Background

Today, let’s discuss a lighter topic about the precision loss of floating-point numbers. This stems from my curiosity about 3 questions:

  1. The inherent precision loss when representing decimal numbers in binary, such as the decimal 0.1 which corresponds to the binary 0.00(1100)(1100)…
  2. The limitation of floating-point numbers in representing digits after the decimal point, leading to truncation, for example, 1.123456789 might be represented as 1.123457.
  3. The third issue is particularly peculiar: although the maximum range of float can reach $2^{127}$, when an integer exceeds $2^{24}$, there is still an integer precision loss issue, causing some programs to use decimal strings to represent large numbers like “100000123”.
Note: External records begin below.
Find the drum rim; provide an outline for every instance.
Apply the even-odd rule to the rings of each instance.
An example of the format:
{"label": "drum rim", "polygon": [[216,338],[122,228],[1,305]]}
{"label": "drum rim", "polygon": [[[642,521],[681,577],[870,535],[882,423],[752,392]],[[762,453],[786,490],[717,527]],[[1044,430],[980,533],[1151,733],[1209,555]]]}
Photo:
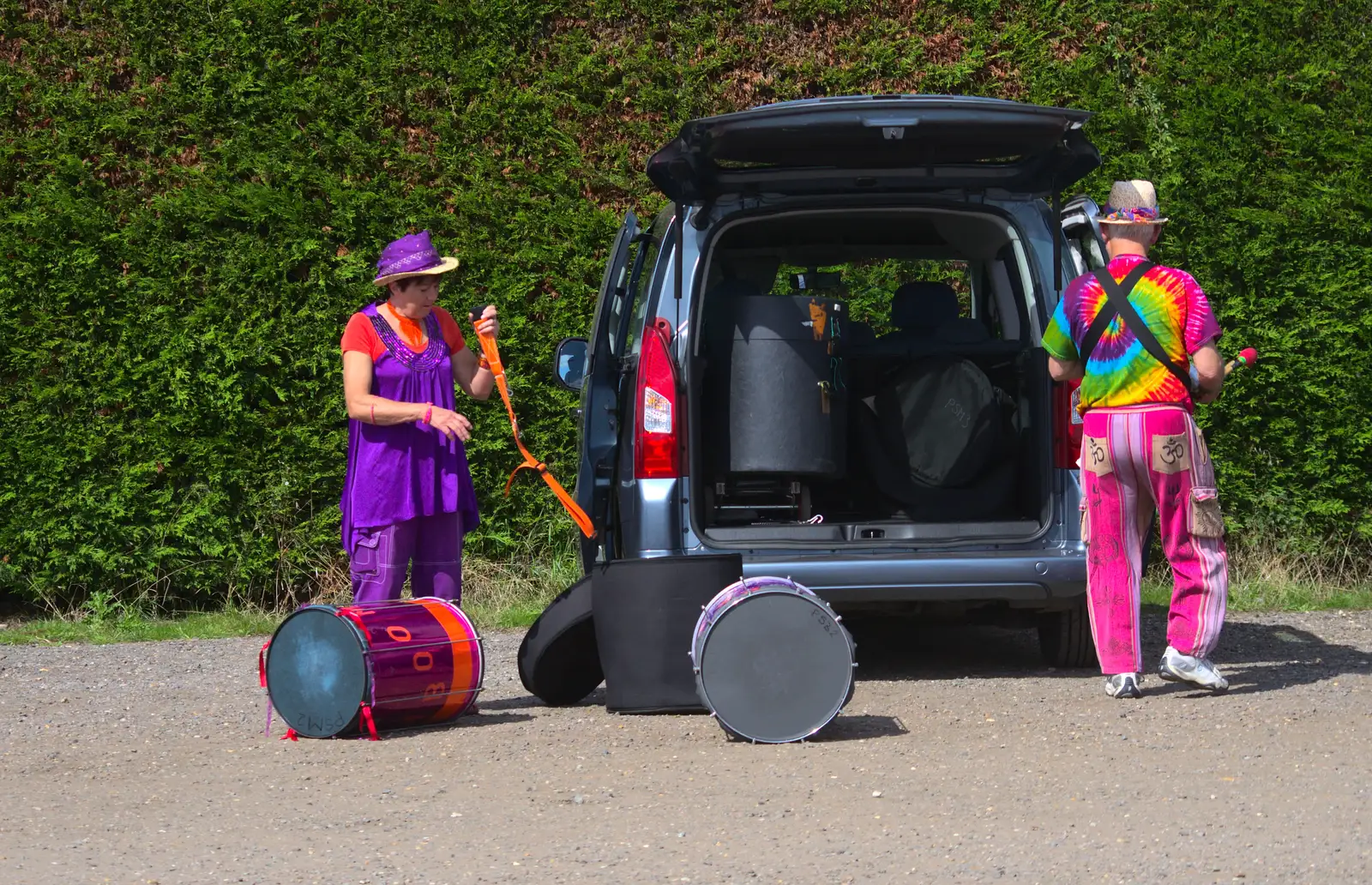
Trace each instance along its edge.
{"label": "drum rim", "polygon": [[[718,622],[720,617],[724,616],[724,612],[733,609],[735,605],[738,605],[744,600],[753,598],[755,595],[766,595],[768,593],[781,593],[781,594],[785,594],[785,595],[800,595],[800,597],[811,597],[814,600],[819,600],[819,595],[814,590],[811,590],[809,587],[807,587],[805,585],[803,585],[803,583],[800,583],[797,580],[792,580],[790,578],[778,578],[775,575],[757,575],[757,576],[753,576],[753,578],[740,578],[738,580],[735,580],[734,583],[729,585],[727,587],[722,587],[719,593],[716,593],[715,595],[712,595],[709,598],[709,602],[707,602],[705,605],[700,606],[700,616],[696,617],[696,627],[691,630],[691,634],[690,634],[690,656],[691,656],[691,664],[693,665],[698,665],[700,664],[700,661],[696,660],[696,644],[697,644],[697,641],[704,639],[704,637],[701,637],[701,633],[700,633],[701,631],[701,626],[705,623],[705,616],[709,615],[711,606],[715,605],[715,600],[718,600],[719,597],[724,595],[726,593],[729,593],[730,590],[733,590],[735,587],[749,589],[750,583],[760,582],[760,580],[772,582],[772,583],[764,585],[764,586],[766,587],[777,587],[777,589],[775,590],[756,590],[753,593],[744,593],[744,594],[740,594],[737,598],[730,600],[729,605],[726,605],[724,608],[722,608],[718,612],[715,612],[715,620],[711,622],[711,627],[713,627],[715,622]],[[819,601],[823,602],[823,600],[819,600]],[[829,608],[827,602],[825,602],[825,608],[829,609],[830,617],[833,617],[834,622],[837,623],[838,622],[838,616],[833,613],[833,609]]]}
{"label": "drum rim", "polygon": [[[305,612],[313,612],[313,611],[322,611],[322,612],[328,612],[328,613],[333,615],[333,617],[336,617],[338,620],[340,620],[344,624],[347,624],[348,631],[353,634],[353,638],[357,639],[358,648],[362,652],[362,663],[364,663],[364,667],[362,667],[362,697],[358,700],[358,712],[361,713],[361,705],[362,704],[369,704],[370,700],[372,700],[372,645],[370,645],[370,642],[368,642],[366,635],[364,635],[362,631],[358,630],[358,626],[354,624],[350,617],[344,617],[343,615],[339,613],[343,608],[346,608],[346,606],[328,605],[325,602],[302,605],[298,609],[295,609],[294,612],[291,612],[289,615],[287,615],[285,619],[280,624],[277,624],[276,630],[272,631],[272,639],[268,642],[266,663],[265,663],[265,668],[263,668],[263,674],[266,675],[266,697],[268,697],[268,703],[272,705],[272,708],[276,709],[276,715],[279,715],[281,718],[281,720],[285,722],[285,724],[288,724],[291,729],[295,729],[295,723],[291,722],[291,719],[287,716],[287,713],[277,705],[276,698],[272,697],[272,678],[270,678],[270,674],[272,674],[272,645],[276,642],[276,638],[280,635],[281,630],[288,623],[291,623],[291,620],[295,619],[296,615],[303,615]],[[354,716],[351,720],[348,720],[342,729],[339,729],[333,734],[327,734],[327,735],[322,735],[322,737],[327,740],[327,738],[331,738],[331,737],[338,737],[340,734],[346,734],[347,730],[348,730],[348,726],[351,726],[353,722],[355,722],[355,720],[357,720],[357,716]],[[299,731],[299,729],[295,729],[295,730]]]}
{"label": "drum rim", "polygon": [[[790,583],[794,583],[794,582],[790,582]],[[730,585],[730,587],[733,587],[733,586],[737,586],[737,585]],[[729,590],[730,587],[724,587],[724,590]],[[805,589],[809,590],[808,587],[805,587]],[[723,593],[724,590],[720,590],[720,593]],[[844,645],[848,648],[848,659],[853,663],[853,665],[848,668],[848,689],[844,692],[842,700],[838,701],[838,705],[833,711],[829,712],[827,718],[820,724],[815,726],[812,730],[807,731],[805,734],[800,734],[797,737],[790,737],[790,738],[783,738],[783,740],[771,740],[771,738],[759,738],[759,737],[753,737],[750,734],[745,734],[744,731],[741,731],[737,727],[731,726],[729,723],[729,720],[724,719],[719,713],[719,711],[715,708],[715,705],[709,700],[709,690],[705,687],[705,674],[704,674],[704,668],[700,665],[700,659],[704,657],[704,654],[705,654],[705,646],[709,644],[709,635],[711,635],[711,633],[713,633],[713,630],[719,624],[719,622],[722,622],[724,619],[724,615],[727,615],[729,612],[734,611],[734,608],[737,608],[737,602],[741,602],[744,600],[752,600],[755,597],[761,597],[761,595],[790,595],[790,597],[796,597],[796,598],[804,600],[805,602],[809,602],[811,605],[815,605],[816,608],[819,608],[820,611],[823,611],[826,615],[829,615],[829,617],[831,617],[834,620],[834,624],[838,626],[838,634],[842,637]],[[701,617],[704,617],[704,612],[701,612]],[[702,637],[698,638],[698,646],[700,646],[700,652],[698,652],[698,657],[697,657],[697,652],[696,652],[697,642],[691,644],[691,667],[693,667],[694,675],[696,675],[696,690],[701,696],[701,700],[705,701],[705,708],[709,709],[709,715],[726,731],[729,731],[730,734],[735,734],[735,735],[738,735],[740,738],[742,738],[745,741],[752,741],[753,744],[794,744],[796,741],[804,741],[807,738],[811,738],[811,737],[819,734],[820,730],[823,730],[830,722],[833,722],[838,716],[840,712],[842,712],[844,707],[848,705],[848,701],[852,698],[852,694],[853,694],[853,686],[855,686],[853,670],[856,668],[858,656],[856,656],[856,646],[853,645],[852,635],[848,633],[848,628],[844,627],[842,623],[838,620],[837,615],[834,615],[834,611],[829,606],[829,604],[825,602],[822,598],[819,598],[819,595],[815,594],[812,590],[809,593],[793,593],[793,591],[789,591],[789,590],[785,590],[785,589],[782,589],[782,590],[760,590],[757,593],[750,593],[748,595],[740,597],[734,604],[731,604],[731,605],[726,606],[723,611],[720,611],[719,616],[715,617],[715,620],[711,622],[709,627],[705,630],[705,635],[702,635]]]}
Run the following test program on the online compiler:

#include <iostream>

int main() {
        //1. binary format precision loss
        float small_ft=0.3;
        std::cout << "1. original float: 0.3" << std::endl;
        std::cout << "1. after assigned to float(rounded):" << small_ft << std::endl;
        std::cout << "1. check equity:" << (small_ft==0.3) << std::endl;
        
        //2. significand precision loss
        float big_sf=1.123456789;
        std::cout << "2. original float: 1.123456789" << std::endl;
        std::cout << "2. after assigned to float:" << big_sf << std::endl;
        
        //3. big int precision loss in float
        int big_int=100000123;
        std::cout << "3. original big int:" << big_int << std::endl;
        
        float ft_int=big_int;
        std::cout << "3. after assigned to float:" << ft_int << std::endl;
        std::cout << "3. after assigned to float(int):" << (int)ft_int << std::endl;
        return 0;
}
Result:
1. original float: 0.3
1. after assigned to float(rounded):0.3
1. check equity:0
2. original float: 1.123456789
2. after assigned to float:1.123457
3. original big int:100000123
3. after assigned to float:1e+08
3. after assigned to float(int):100000120

If 1 and 2 are intuitive, as any representation method will have certain precision limitations, then 3 is somewhat counterintuitive. Large integers do not require precision after the decimal point and do not exceed the maximum positive integer range that float can represent, yet there is still a precision loss, which is quite strange.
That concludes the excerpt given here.